I live in London, I studied in London and have lived in London for seven of my 33 years, but I’m not really that metropolitan a guy. I come from a town called Leigh-on-Sea, which is the 20th-century outgrowth of a medieval fishing village nowadays known as Old Leigh, all of which has been absorbed into the larger unitary borough of Southend-on-Sea. Southend has a certain reputation amongst people who don’t live there, one it tends to embrace to its own detriment. I wasn’t born there, my parents don’t come from there but I’ve lived there for two-thirds of my life and in some fundamental way I still think of Leigh – oh, all right: of Southend – as home. London is 40 miles, and a psychological world, away. When I arrived at university, I couldn’t have felt more like a kid from the boondocks. Everyone, every single full-of-shit 18-year-old kid I met who lived with their parents the week before, seemed more sophisticated than me.

London’s musical history isn’t something I take any great pride in, then. As the capital and absolute centre of the UK music industry, London has some kind of claim on the vast majority of music that’s come out of these isles. And when you come from a town in the shadow of London, there aren’t many local heroes. In Southend we’ve got Dr Feelgood (actually from Canvey Island, but close enough), Eddie & the Hot Rods (ditto), the Kursaal Flyers, Gary Brooker and Robin Trower from Procol Harum, some of Busted, My Life Story, Tina Cousins, the Horrors (who got the hell out as soon as they could), a few members of Menswear. For obvious reasons, we don’t talk about many of them.

We also have Talk Talk, whose connection is a little tenuous. Paul Webb and Lee Harris went to school in Southend, and Mark Hollis’s brother Ed managed Eddie & the Hot Rods.

Talk Talk are the best we’ve got, the only group in that list who have produced genuinely classic albums (apologies to Procol Harum).

Spirit of Eden and Laughing Stock are monumental pieces of work, deeply atmospheric and hushed, with songs that take days, or even weeks, to seep into you but will undoubtedly do so if you give them the time they need.

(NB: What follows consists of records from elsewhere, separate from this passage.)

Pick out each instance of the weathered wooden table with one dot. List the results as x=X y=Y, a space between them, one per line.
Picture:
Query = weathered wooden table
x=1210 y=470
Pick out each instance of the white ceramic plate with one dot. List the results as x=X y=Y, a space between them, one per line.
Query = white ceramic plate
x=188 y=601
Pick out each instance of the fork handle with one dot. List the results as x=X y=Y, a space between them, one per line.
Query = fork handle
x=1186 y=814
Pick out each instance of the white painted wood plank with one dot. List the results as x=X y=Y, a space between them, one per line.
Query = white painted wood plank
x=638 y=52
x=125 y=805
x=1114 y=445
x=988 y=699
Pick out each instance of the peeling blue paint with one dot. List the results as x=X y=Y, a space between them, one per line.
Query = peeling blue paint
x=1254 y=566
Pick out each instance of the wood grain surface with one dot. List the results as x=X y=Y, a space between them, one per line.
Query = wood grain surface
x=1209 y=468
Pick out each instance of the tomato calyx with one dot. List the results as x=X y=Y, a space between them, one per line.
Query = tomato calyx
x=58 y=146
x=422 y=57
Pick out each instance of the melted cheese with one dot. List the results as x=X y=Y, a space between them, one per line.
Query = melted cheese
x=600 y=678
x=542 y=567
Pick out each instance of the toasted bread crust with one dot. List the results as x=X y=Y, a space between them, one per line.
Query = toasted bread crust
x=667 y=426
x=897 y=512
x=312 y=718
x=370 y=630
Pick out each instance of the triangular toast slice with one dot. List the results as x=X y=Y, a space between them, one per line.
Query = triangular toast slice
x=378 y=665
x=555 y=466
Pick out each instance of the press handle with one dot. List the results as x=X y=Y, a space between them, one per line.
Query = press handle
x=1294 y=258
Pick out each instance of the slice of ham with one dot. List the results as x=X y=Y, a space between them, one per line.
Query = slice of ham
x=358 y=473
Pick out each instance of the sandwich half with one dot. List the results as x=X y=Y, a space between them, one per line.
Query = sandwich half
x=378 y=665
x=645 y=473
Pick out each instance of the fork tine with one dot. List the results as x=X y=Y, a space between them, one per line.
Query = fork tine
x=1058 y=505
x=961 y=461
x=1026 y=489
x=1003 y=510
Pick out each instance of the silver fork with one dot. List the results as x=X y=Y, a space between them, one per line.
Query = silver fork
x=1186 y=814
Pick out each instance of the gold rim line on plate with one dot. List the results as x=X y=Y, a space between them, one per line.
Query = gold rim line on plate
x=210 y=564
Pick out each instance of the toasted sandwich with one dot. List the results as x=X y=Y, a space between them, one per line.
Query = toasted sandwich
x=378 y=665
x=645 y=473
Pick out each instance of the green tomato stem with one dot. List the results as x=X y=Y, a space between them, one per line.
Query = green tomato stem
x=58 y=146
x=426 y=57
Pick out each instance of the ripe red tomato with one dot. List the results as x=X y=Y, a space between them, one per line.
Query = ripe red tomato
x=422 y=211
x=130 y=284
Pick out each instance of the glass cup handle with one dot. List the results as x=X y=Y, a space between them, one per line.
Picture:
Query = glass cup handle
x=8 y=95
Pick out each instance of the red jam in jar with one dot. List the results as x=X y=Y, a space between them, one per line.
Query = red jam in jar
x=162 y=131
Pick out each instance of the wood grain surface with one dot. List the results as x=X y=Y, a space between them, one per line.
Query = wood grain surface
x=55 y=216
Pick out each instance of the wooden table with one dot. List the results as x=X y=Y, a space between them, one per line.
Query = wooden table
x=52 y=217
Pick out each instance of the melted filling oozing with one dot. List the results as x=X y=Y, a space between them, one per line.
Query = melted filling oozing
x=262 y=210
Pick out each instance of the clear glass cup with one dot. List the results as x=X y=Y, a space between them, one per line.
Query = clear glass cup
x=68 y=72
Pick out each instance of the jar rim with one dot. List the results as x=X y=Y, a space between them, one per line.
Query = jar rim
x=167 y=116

They’re the band’s most celebrated work these days (amazing to think that the 1992 Rolling Stone Albums Guide gave Spirit of Eden precisely one star – “Instead of getting better or worse, this band simply grew more pretentious with each passing year”), but the group are remembered, if at all, by more casual music fans for their early singles: Talk Talk, Today, It’s My Life and Life’s What You Make It.

The slowest burning of slow-burning hits (its highest chart placing – 13 – in the UK came the third time it was released, in 1990), It’s My Life, for all its synth hooks and seagull noises and Mark Hollis’s tremulous vocal, derives its force from the drive provided by Paul Webb’s fretless bass, the song’s restless heart. Without a guitar to compete with, the bass dominates the track completely. No Doubt’s flat cover, which replaced most of the keyboards with Tom Dumont’s guitars, only proved how good the original arrangement was. Credit, then, to the best rhythm section ever to come out of Southend, Essex.